Americans have not elected a bald candidate to the White House in 58 years, when President Dwight Eisenhower won his second term over Adlai Stevenson, who was also folliclely-challenged, International Business Times
Voters tend to pick the more handsome or attractive candidate, as indicated by President Barack Obama's defeat over Arizona Sen. John McCain in 2008, who is nearly 30 years older than the Democrat, according to the newspaper.
However, that is not always the case. Distinguished Republican candidate Mitt Romney had a very presidential air about him in 2012, and he also had a healthy head of hair — and yet he still lost to Obama.
In Rubio's case, his youthful good looks helped him to win over voters in 2010, complemented by his Cuban roots and his beautiful wife, a former Miami Dolphins cheerleader.
But his looks have started to fade along with his hairline, just at a time when he's considering a presidential run in 2016 as the GOP candidate. And Rubio's support may just fade away, as well, said the Times.
"Presidents and CEOs tend to present themselves in a particular way. They are taller than average, and they tend to have particular features that suggest authority and virility," says Jennifer Gaboury, a political scientist at Hunter College in New York. "So a full head of hair, being clean-shaven, and being tall in this current period suggests a kind of manly command."
Rubio admitted that his hairline was receding in 2012 after Esquire magazine ran a story about his vanishing locks. In a joking, self-deprecating response, the senator tweeted: "Esquire report on having less hair than I once did is sadly true. But good news is I am still in upper 2% in Senate."
In private, Rubio could be seriously jealous of possible presidential rival Texas Gov. Rick Perry, with his long wavy locks, or even the graying mane of former Florida Gov. Jeb Bush. But The Washington Post
investigated the Rubio hair crisis and found that he has no reason to fret.
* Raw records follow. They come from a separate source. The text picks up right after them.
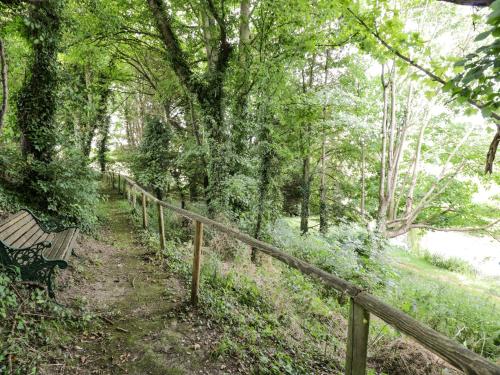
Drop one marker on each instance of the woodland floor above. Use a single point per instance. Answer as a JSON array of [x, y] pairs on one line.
[[147, 326]]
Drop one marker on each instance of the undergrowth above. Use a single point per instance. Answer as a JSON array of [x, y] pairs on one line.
[[449, 263], [32, 326], [274, 320]]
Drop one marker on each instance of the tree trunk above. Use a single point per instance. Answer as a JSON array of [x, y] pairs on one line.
[[264, 183], [210, 95], [103, 123], [36, 103], [323, 208], [382, 208], [5, 86], [363, 182], [323, 205], [306, 193]]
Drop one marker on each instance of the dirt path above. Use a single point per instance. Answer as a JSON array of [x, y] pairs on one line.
[[147, 327]]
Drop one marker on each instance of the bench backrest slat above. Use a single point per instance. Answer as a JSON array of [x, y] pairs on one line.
[[13, 232], [12, 220], [24, 240]]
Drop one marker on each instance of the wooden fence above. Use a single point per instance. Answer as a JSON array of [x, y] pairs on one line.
[[362, 304]]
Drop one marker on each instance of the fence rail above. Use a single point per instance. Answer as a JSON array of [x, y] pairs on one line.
[[362, 304]]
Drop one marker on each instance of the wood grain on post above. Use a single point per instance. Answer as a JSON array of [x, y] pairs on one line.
[[144, 212], [195, 284], [357, 340], [161, 226]]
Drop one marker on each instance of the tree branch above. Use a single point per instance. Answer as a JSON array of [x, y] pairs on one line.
[[457, 229], [176, 56]]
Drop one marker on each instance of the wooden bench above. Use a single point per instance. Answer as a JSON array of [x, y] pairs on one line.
[[34, 248]]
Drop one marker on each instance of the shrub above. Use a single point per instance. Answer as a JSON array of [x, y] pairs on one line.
[[347, 251], [69, 188], [451, 264]]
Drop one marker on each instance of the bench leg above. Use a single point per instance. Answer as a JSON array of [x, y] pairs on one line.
[[32, 265]]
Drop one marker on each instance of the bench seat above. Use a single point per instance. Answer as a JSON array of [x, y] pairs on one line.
[[26, 243]]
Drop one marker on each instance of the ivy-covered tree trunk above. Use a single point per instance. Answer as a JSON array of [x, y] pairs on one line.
[[306, 194], [36, 104], [323, 207], [103, 123], [266, 156], [5, 86], [209, 93]]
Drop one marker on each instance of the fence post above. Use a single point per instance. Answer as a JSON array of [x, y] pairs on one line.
[[357, 339], [195, 284], [144, 212]]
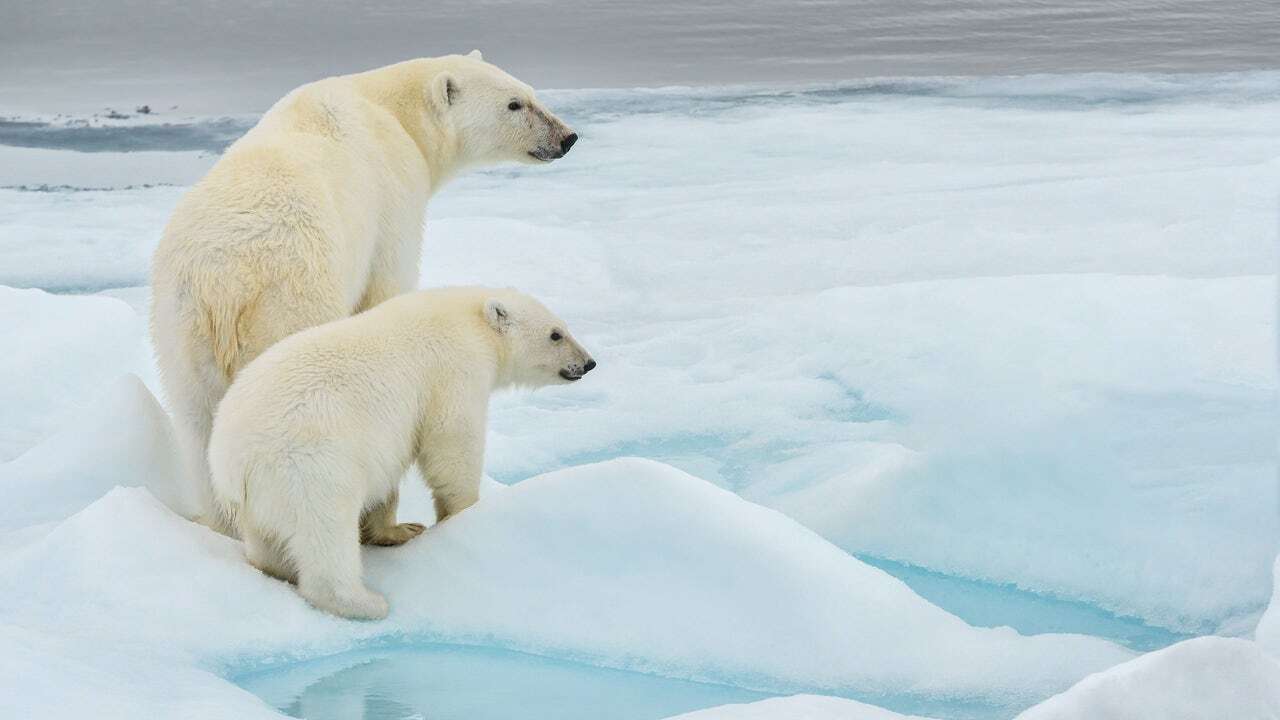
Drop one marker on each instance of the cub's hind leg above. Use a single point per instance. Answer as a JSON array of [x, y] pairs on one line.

John Sides, an associate professor of political science at George Washington University who specializes in public opinion and American elections, quoted two studies from the Journal of Nonverbal Behavior
into whether bald and balding men are "underrepresented in high elective office."
Sides wrote that the first study compared the amount of hair loss among governors and members of Congress with the public in general and found that officeholders are "much more likely" to have a full head of hair than most men their age.
But the second study tested voter bias against bald and balding candidates by presenting voters in a simulated congressional race with materials depicting seemingly identical candidates with either their natural bald or balding condition or wearing a professionally fitted hairpiece.
The report said that no voter bias against bald or balding candidates was apparent, suggesting that "the causal mechanism underlying underrepresentation of bald and balding men is not voter bias."
Sides concluded, "So, Sen. Rubio, no need for Propecia or implants. Whatever hurdles you may face in 2016, your hairline isn't one of them."